What accomplishments are you most proud of from TEP?
I devoted more than five years to advancing workplace protections in Memphis and Shelby County. I am most proud of the LGBT-inclusive employment non-discrimination ordinance passed by the Memphis City Council on October 16, 2012.

We were very close to passing the ordinance in 2010, closer than most people realized. A consensus on the council was ready to pass an ordinance that would add sexual orientation to workplace protections for city employees and job applicants in 2010. But there were not enough votes to add gender identity. I knew then that we’d never get the council to add gender identity in the future if we compromised. We failed in 2010, but we came back again in 2012 to fight for an LGBT-inclusive ordinance. I’m proud that we stood together as a community until we could do the right thing.

I am also proud of the fact that TEP and its allies were able to defeat several anti-LGBT bills in the 107th Tennessee General Assembly when I was president and chair of TEP’s Board: “Don’t Say Gay,” “License to Bully” and the “Police the Potty” bills were the most prominent last year.

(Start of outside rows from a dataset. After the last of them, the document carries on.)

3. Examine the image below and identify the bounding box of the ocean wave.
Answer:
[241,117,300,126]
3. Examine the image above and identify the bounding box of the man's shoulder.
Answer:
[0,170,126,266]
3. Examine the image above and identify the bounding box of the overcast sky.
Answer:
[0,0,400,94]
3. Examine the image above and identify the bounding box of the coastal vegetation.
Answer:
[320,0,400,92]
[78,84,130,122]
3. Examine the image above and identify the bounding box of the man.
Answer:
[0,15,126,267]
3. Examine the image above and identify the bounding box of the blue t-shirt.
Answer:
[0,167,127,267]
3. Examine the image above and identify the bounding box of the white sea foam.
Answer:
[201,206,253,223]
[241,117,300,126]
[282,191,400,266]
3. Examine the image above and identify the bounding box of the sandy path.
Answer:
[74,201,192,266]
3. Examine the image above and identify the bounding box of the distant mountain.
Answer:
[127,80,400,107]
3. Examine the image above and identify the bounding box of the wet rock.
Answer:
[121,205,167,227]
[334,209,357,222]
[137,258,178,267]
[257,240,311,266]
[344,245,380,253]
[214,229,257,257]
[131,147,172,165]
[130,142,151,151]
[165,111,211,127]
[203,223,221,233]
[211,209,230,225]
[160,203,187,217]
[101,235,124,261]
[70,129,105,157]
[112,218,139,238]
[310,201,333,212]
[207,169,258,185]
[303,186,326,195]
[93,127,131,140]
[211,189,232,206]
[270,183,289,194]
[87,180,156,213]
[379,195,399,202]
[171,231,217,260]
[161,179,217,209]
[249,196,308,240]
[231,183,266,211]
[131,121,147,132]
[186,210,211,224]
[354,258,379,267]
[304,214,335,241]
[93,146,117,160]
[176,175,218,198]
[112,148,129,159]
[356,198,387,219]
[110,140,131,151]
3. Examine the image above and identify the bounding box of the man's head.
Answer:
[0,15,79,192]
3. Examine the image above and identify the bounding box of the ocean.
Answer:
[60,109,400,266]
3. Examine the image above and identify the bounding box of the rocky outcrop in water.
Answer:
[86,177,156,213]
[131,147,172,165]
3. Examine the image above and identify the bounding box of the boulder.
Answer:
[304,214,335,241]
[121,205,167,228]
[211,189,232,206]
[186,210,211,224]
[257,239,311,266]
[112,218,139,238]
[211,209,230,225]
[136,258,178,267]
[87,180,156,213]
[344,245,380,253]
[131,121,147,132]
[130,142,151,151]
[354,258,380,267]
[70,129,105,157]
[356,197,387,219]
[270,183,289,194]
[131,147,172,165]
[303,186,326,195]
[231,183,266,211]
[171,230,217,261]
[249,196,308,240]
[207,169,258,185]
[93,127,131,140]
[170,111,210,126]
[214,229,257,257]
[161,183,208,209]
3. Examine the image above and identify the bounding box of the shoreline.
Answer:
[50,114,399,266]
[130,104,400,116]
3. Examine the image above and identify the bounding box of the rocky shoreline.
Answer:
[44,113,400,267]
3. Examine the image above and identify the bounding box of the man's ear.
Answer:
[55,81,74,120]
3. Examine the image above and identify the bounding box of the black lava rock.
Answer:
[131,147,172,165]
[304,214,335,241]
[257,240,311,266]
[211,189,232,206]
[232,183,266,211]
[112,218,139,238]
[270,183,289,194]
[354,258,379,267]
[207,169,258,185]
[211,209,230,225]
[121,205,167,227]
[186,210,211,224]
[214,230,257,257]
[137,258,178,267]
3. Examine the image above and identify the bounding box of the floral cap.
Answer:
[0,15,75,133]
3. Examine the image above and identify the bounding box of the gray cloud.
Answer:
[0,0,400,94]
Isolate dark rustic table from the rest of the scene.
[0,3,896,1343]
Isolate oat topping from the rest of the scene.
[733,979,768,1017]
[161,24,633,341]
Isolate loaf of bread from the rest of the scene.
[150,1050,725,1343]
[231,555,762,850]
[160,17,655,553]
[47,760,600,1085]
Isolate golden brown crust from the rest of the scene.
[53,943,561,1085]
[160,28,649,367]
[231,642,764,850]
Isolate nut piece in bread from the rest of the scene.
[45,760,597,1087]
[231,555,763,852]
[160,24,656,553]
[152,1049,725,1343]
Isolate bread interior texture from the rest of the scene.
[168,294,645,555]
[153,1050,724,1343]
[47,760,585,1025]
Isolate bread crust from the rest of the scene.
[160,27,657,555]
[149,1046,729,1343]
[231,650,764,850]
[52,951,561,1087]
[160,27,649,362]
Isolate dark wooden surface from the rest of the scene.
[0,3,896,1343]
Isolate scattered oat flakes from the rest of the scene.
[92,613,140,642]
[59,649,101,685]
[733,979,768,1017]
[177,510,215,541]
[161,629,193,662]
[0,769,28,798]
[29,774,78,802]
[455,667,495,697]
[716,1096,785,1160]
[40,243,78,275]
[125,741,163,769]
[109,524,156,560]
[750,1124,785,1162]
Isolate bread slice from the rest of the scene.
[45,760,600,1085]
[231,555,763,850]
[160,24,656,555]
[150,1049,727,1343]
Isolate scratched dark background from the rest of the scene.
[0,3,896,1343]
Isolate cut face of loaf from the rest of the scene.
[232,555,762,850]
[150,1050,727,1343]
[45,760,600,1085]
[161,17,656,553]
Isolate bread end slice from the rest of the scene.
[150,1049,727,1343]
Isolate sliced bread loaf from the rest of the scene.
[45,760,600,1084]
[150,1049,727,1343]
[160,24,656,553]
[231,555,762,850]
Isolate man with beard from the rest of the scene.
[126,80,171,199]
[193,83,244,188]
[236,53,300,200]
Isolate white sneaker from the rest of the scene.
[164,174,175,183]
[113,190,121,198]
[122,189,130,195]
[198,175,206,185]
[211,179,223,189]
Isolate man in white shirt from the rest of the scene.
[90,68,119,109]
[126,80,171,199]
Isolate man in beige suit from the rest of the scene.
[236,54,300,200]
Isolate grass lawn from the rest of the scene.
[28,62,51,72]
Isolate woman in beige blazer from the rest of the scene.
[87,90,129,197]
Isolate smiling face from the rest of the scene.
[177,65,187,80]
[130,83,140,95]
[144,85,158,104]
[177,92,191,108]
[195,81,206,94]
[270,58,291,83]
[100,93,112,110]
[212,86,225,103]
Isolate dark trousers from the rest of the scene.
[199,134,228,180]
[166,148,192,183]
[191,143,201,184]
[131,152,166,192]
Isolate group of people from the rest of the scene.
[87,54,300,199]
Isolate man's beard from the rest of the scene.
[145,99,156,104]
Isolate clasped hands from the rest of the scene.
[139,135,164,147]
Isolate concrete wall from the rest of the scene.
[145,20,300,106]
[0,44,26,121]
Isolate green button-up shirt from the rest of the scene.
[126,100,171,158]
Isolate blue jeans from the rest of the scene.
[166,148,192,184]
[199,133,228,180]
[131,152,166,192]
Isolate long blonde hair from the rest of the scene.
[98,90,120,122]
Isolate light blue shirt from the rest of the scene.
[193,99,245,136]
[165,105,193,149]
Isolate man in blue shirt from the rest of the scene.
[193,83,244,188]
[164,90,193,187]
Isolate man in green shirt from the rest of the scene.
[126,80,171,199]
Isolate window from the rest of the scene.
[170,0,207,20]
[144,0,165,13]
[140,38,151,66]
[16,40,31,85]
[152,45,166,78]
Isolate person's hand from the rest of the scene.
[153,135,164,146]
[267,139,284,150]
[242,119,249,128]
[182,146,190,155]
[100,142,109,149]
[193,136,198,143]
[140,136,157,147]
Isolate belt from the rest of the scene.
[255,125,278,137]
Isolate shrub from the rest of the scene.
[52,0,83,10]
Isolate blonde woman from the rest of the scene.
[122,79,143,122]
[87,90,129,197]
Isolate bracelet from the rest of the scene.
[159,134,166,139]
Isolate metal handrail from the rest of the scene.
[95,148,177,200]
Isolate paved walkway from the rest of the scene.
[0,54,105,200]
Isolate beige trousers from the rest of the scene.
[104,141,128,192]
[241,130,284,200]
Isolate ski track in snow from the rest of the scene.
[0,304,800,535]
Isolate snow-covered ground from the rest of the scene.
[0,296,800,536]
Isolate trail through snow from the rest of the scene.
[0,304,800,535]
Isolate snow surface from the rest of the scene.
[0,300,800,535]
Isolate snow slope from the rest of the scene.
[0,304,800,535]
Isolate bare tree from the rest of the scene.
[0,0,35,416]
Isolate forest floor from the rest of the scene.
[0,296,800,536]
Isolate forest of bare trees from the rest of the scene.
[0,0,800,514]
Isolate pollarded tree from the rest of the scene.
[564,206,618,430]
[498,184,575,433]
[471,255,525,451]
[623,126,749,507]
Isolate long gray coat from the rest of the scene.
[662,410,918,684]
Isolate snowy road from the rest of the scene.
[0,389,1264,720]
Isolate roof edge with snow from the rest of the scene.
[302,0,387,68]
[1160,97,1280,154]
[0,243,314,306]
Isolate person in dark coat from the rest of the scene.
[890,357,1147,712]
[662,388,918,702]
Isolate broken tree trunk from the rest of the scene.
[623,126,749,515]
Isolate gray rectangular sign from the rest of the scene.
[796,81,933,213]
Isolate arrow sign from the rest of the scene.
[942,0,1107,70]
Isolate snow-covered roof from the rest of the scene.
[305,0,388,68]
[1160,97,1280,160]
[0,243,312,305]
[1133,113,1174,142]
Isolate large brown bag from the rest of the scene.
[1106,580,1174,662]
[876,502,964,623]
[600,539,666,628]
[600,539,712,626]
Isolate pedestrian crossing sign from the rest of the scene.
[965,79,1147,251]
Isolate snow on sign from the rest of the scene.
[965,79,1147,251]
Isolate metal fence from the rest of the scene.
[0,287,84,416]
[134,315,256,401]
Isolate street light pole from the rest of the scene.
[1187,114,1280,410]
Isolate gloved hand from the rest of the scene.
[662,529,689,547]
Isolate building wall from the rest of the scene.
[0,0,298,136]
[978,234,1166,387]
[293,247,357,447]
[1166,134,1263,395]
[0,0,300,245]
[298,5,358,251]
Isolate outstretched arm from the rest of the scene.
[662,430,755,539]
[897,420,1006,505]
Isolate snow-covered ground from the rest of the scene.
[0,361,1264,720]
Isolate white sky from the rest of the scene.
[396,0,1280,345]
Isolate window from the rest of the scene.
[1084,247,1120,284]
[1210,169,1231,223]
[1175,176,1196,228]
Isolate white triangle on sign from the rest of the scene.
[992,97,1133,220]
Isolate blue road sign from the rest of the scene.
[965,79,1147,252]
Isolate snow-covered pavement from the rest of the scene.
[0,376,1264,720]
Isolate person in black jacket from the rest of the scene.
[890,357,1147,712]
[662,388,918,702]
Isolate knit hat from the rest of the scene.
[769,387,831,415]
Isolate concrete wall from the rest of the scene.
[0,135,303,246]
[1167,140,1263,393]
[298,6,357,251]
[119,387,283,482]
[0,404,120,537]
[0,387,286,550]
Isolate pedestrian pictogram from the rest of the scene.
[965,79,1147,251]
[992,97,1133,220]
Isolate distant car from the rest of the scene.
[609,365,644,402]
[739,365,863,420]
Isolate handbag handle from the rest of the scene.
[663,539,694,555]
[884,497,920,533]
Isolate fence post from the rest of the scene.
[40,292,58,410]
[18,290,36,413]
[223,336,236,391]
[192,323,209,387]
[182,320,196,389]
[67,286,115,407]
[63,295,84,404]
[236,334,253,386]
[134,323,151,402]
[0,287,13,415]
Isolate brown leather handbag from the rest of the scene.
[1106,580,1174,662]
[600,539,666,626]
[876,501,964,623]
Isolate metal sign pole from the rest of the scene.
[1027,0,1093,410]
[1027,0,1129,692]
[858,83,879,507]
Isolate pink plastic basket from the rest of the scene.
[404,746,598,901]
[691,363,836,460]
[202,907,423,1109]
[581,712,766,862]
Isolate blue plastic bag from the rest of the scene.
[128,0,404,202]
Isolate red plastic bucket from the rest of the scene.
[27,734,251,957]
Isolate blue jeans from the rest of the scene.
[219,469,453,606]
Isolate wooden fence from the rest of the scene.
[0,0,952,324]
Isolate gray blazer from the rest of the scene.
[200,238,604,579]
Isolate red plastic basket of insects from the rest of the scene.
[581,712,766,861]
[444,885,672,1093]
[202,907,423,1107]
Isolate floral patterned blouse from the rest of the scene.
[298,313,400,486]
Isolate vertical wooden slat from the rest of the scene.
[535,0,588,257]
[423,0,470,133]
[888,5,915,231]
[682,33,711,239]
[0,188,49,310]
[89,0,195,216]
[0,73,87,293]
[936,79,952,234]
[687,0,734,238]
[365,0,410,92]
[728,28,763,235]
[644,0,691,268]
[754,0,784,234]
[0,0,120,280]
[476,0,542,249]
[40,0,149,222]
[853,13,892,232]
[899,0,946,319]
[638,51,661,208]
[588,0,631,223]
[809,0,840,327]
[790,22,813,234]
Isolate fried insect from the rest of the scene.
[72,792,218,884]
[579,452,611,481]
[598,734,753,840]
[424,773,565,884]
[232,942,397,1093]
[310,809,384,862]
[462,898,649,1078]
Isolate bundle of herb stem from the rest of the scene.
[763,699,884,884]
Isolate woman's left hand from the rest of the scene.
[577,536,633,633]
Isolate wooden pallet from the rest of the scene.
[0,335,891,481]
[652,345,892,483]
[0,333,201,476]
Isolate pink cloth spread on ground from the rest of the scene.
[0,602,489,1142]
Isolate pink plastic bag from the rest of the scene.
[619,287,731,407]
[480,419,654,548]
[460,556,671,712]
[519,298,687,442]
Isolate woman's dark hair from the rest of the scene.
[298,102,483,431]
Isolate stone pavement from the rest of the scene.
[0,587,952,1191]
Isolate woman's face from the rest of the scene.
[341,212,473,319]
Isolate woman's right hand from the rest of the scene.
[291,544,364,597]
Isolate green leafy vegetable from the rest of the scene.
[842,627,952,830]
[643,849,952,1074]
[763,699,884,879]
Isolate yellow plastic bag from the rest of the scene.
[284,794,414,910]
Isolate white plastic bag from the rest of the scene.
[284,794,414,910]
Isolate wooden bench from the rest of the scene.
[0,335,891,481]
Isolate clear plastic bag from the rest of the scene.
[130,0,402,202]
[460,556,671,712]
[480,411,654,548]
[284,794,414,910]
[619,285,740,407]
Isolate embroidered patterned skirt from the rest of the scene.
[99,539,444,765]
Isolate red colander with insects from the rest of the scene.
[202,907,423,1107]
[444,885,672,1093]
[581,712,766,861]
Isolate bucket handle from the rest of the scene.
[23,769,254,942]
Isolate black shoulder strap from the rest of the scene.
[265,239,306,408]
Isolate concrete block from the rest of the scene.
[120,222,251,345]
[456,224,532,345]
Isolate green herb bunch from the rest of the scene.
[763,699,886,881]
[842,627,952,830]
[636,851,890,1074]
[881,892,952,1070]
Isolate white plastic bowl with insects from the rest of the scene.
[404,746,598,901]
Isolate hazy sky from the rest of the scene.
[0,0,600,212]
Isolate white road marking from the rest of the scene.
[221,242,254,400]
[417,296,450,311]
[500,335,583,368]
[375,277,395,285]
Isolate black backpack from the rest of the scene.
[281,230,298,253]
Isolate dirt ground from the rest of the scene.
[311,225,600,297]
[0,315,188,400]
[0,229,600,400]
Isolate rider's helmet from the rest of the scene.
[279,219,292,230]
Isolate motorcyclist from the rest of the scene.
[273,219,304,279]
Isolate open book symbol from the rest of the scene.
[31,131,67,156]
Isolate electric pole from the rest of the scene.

What is next on the horizon for the Shelby County committee?
The Shelby County Commission voted for a resolution in 2009 which offers some workplace protections for LGBT county employees and job applicants. County workers deserve the same level of protection in a non-discrimination ordinance that city employees now enjoy.

Interest is also building among city employees for domestic partner benefits for gay and lesbian couples (health insurance, family and medical leave, etc.). Our committee is ready to work with county and city employees and community supporters to advance these goals.

Memphis has come a long way in recent years, but are there areas where we still need work?
I would like to see more LGBT people running for office in local and state government in Memphis. In particular, I look forward to supporting an openly lesbian, gay, bisexual, or transgender African American for elected office. I’ll know that Memphis has arrived when that happens.

On a less serious note, what’s your favorite thing about Memphis?
The people of Memphis. Southern hospitality is alive and well in this city. Memphis is the biggest small town in America. I like the fact that people speak to one another here. That doesn’t happen in bigger cities.

Where do you take out-of-town guests?
Paul and I are big foodies. We proudly expose out-of-towners to the best food that Memphis has to offer. I make sure they stay away from what I call tourist BBQ. I tell them to try Payne’s, Cozy Corner, or Central BBQ before going anywhere else. We tend to take guests to places in Midtown or Downtown where we like to eat or drink: Alchemy, Sweet Grass Next Door, Cafe 1912, Bari, Young Avenue Deli, Rizzo’s Diner, Gus’s Fried Chicken, Mollie Fontaine. We also like Acre, Andrew-Michael and Hog & Hominy in East Memphis.

Where do you see yourself in 10 years?
Friends frequently ask me when I plan to run for office. I have no plans to do so. I think I am more effective influencing government and policy makers from the outside. I’m a social worker in my professional life who loves community organizing. I’ll probably be doing the same thing in 10 years.